Tuesday, February 15, 2011

“The Arts and the Reformed Tradition” by William Edgar (Ch. 3)

This review, written by Harold Sikkema, is one of our series of reviews of chapters of David W. Hall & Marvin Padgett, Calvin and Culture: Exploring a Worldview (P&R, 2010). We welcome your engagement and responses.

As do so many who discuss Calvin and the arts, William Edgar, Professor of Apologetics at Westminster Theological Seminary in Philadelphia, begins tentatively. “The Arts and the Reformed Tradition” is uniquely titled among the chapters in Calvin and Culture in that it lacks Calvin’s name, almost as if to distance him from the arts. Edgar reminds us of Calvin’s qualification of painting as “a tedium of idleness,” and speaks of Calvin’s reputation in the arts as one requiring “rehabilitation efforts.” As an artist, I am admittedly sceptical about these efforts, but as a Christian, I appreciate their redemptive spirit as well as Edgar’s work (his Honours B.A. in Music from Harvard serves him well here) in highlighting the Reformer’s more nuanced aesthetic moments.
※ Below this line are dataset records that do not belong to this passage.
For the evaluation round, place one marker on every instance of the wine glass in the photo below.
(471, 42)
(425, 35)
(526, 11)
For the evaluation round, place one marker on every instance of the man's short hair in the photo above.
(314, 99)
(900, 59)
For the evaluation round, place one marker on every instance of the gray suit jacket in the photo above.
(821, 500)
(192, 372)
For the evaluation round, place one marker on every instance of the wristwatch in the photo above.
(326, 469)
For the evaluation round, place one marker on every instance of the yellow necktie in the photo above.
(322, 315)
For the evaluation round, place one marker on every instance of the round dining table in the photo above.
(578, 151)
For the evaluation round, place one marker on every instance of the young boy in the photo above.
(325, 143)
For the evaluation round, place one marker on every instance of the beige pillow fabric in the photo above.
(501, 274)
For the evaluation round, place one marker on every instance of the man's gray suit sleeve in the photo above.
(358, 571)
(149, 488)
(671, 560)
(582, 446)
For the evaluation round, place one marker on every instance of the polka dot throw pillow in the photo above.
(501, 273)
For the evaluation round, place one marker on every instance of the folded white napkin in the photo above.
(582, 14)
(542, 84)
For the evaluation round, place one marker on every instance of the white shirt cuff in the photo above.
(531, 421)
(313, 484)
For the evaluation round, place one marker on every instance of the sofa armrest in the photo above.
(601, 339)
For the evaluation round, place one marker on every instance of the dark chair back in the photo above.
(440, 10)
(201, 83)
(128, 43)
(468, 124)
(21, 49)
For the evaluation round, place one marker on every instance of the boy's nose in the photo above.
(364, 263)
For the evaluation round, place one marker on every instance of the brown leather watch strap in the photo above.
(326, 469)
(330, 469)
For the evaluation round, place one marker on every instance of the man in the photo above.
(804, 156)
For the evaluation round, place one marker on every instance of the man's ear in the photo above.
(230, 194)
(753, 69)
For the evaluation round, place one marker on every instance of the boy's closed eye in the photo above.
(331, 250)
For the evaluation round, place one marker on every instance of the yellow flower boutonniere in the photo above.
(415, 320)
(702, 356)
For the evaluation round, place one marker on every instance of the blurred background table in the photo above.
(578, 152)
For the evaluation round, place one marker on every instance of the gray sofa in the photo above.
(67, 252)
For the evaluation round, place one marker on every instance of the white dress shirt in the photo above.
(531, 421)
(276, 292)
We find in Edgar’s writing an effort to balance modern and postmodern historiographies. He appreciates the worldview framework used by Kuyper, Rookmaker, Schaeffer, and others: that culture emanates from worldview. He also suggests correctives to this framework in that “the search for an ethos…that characterizes a given era can lead to oversimplifications.” Two approaches in hand, Edgar proceeds practically, looking at Calvin’s views on both religious and secular arts, and at the concrete aesthetic implications of a Calvinist worldview.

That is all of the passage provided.